Before deploying a Ceph cluster with nodes in different L3 compartments, consider the following prerequisite steps. Otherwise, proceed to Deploy a Ceph cluster right away.

This document uses the terms failure domain and L3 compartment. Failure domains are a logical representation of a physical cluster structure. For example, one L3 segment spans two racks and another one spans a single rack. In this case, failure domains reside along the rack boundary, instead of the L3 segmentation.

  1. Verify your networking configuration:

    Note

    Networking verification may vary depending on the hardware used for the deployment. Use the following steps as a reference only.

    1. To ensure the best level of high availability, verify that the Ceph Monitor and RADOS Gateway nodes are distributed as evenly as possible over the failure domains.

    2. Verify that the same number and weight of OSD nodes and OSDs are defined in each L3 compartment for the best data distribution:

      1. In classes/cluster/cluster_name/ceph/osd.yml, verify the Ceph OSDs weight. For example:

        backend:
                bluestore:
                  disks:
                    - dev: /dev/vdc
                      block_db: /dev/vdd
                      class: hdd
                      weight: 1.5
        
      2. In classes/cluster/cluster_name/infra/config/nodes.yml, verify the number of OSDs.

    3. Verify the connection between the nodes from different compartments through public or cluster VLANs. To use different subnets for the Ceph nodes in different compartments, specify all subnets in classes/cluster/cluster_name/ceph/common.yml. For example:

      parameters:
        ceph:
          common:
            public_network: 10.10.0.0/24, 10.10.1.0/24
            cluster_network: 10.11.0.0/24, 10.11.1.0/24
      
  2. Prepare the CRUSHMAP:

    1. To ensure at least one data replica in every failure domain, group the Ceph OSD nodes from each compartment by defining the ceph_crush_parent parameter in classes/cluster/cluster_name/infra/config/nodes.yml for each Ceph OSD node. For example, for three Ceph OSDs in rack01:

      ceph_osd_rack01:
        name: ${_param:ceph_osd_rack01_hostname}<<count>>
        domain: ${_param:cluster_domain}
        classes:
          - cluster.${_param:cluster_name}.ceph.osd
        repeat:
          count: 3
          ip_ranges:
            single_address: 10.11.11.1-10.11.20.255
            backend_address: 10.12.11.1-10.12.20.255
            ceph_public_address: 10.13.11.1-10.13.20.255
          start: 1
          digits: 0
          params:
            single_address:
              value: <<single_address>>
            backend_address:
              value: <<backend_address>>
            ceph_public_address:
              value: <<ceph_public_address>>
        params:
          salt_master_host: ${_param:reclass_config_master}
          ceph_crush_parent: rack01
          linux_system_codename: xenial
      
    2. In /classes/cluster/cluster_name/ceph/setup.yml, create a new CRUSHMAP and define the failure domains.
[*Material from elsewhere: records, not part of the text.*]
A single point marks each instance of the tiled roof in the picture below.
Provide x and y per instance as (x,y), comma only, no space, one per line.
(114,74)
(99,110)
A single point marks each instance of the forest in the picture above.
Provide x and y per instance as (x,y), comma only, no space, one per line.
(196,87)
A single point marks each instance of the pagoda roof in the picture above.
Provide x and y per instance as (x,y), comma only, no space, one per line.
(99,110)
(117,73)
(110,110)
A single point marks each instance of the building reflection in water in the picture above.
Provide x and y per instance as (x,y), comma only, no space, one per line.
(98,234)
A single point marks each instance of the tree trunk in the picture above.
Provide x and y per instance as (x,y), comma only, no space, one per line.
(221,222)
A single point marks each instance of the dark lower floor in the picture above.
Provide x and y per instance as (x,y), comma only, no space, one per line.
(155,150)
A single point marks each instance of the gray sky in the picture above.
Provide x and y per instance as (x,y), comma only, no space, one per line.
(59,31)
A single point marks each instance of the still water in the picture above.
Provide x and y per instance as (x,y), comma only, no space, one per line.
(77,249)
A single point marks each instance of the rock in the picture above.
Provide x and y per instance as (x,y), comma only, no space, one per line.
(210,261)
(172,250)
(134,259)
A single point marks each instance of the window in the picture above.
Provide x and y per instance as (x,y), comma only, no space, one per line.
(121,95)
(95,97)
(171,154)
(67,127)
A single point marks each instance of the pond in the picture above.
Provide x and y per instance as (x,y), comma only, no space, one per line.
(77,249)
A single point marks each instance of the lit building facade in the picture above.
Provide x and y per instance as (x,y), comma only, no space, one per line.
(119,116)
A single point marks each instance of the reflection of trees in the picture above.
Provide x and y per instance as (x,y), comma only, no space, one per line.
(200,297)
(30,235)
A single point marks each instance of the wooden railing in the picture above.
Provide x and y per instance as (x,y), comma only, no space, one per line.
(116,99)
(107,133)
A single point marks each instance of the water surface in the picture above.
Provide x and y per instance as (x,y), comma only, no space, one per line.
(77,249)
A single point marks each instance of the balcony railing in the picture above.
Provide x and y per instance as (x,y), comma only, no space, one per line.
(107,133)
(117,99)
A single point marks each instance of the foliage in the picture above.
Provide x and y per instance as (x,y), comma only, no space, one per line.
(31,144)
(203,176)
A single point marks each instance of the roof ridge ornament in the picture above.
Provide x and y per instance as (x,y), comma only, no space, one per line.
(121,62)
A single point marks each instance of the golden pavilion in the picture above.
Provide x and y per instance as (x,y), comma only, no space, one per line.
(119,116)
For example, to have three copies of each object distributed over rack01, rack02, rack03:

      parameters:
        ceph:
          setup:
            crush:
               enforce: false # uncomment this line and set it to true only if
                              # you want to enforce CRUSHMAP with ceph.setup
                              # state !
               type:  # define any non-standard bucket type here
                 - root
                 - region
                 - rack
                 - host
                 - osd
              root:
                 - name: default
                room:
                  - name: room1
                    parent: default
                  - name: room2
                    parent: default
                  - name: room3
                    parent: default
                rack:
                  - name: rack01 # OSD nodes defined in previous section
                                 # will be added to this rack
                    parent: room1
                  - name: rack02
                    parent: room2
                  - name: rack03
                    parent: room3
                rule:
                  default:
                    ruleset: 0
                    type: replicated
                    min_size: 2
                    max_size: 10
                    steps:
                      - take take default
                      - chooseleaf firstn 0 type region
                      - emit
      

Once done, proceed to Deploy a Ceph cluster.